Taking both the evolutions of OH content changes and RIA spectra into consideration, we conclude the enhancement of X-ray irradiation resistivity resulting from proper higher initial OH content of the Yb-doped silica glass.

The dominant reaction in Samples A and B is the reverse reaction [Eq. (2)], which leads to the increases of OH after irradiation. In Sample C, the dominant process turns to the forward reaction [Eq. (1)], resulting in the decrease of OH. The main reason leading to the changeover of the dominant reaction from Samples A/B to C may be explained according to the chemical equilibrium theory: higher (initial) content of OH, which is the reactant of the forward reaction [Eq. (1)] promotes the chemical equilibrium toward the right side; to the contrary, lesser initial OH favors the reverse reaction [Eq. (2)].

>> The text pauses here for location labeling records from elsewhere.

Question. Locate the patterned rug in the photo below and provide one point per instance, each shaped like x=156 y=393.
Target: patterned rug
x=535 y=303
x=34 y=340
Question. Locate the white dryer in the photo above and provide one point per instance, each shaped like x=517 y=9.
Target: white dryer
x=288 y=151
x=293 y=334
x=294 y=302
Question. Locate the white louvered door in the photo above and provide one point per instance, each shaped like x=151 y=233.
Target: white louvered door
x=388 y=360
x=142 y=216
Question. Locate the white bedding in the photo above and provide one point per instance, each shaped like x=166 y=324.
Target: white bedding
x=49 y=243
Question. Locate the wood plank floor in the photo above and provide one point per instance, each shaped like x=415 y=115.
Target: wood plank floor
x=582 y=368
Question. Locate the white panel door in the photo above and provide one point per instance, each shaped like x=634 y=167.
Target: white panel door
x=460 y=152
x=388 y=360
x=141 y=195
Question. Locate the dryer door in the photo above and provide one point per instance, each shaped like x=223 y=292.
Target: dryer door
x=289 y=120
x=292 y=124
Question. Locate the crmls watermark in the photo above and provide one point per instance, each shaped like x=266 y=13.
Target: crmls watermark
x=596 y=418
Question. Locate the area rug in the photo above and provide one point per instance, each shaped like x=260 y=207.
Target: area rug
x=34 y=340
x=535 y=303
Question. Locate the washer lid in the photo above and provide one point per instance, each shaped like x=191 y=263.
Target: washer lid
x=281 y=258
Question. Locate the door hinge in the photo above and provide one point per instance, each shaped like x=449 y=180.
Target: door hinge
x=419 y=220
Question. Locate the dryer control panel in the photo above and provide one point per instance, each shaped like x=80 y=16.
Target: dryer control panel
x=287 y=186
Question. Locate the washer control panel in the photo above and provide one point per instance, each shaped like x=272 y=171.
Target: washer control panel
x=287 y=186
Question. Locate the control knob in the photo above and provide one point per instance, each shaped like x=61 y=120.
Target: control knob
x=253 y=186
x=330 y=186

In addition, lower content initial OH in silica glass generally leads to more strained ≡Si-O-Si≡ bonds in the silica glass network^[30]. This subsequently results in more defect centers, ≡Si-O• and ≡Si•≡Si…O-Si≡+hν→≡Si•+•O-Si≡(3)This process may also exert a minor effect on the chemical equilibrium due to the differences in the stability of ≡Si• and •O-Si≡ defect centers.

In conclusion, low-, medium-, and high-OH Yb-doped silica glass samples are prepared by nanoporous glass sintering technique. Their responses to X-ray irradiations are investigated using OA, RIA, and FTIR. A glass containing higher content of the initial OH exhibits better radiation resistivity. Moreover, the OH contents of low- and medium-OH samples increase, whereas the OH content of high-OH sample decreases dramatically. Considering the coincident evolutions of OH content changes and the RIA spectra, a conversion reaction involving Si-OH and Si-H and its reverse reaction are proposed: ≡Si•+≡Si-OH↔≡Si-O•+≡Si-H. The dominant processes in Samples A/B and C are the reverse and the forward reaction, respectively. For practical applications, hydroxyl is well-known of being unfavorable for improving luminescence lifetime and intensity of active silica glass; however, proper hydroxyl incorporation may still be an acceptable compromise for better radiation hardness of silica glass and fiber especially when they are used in high-power laser engineering.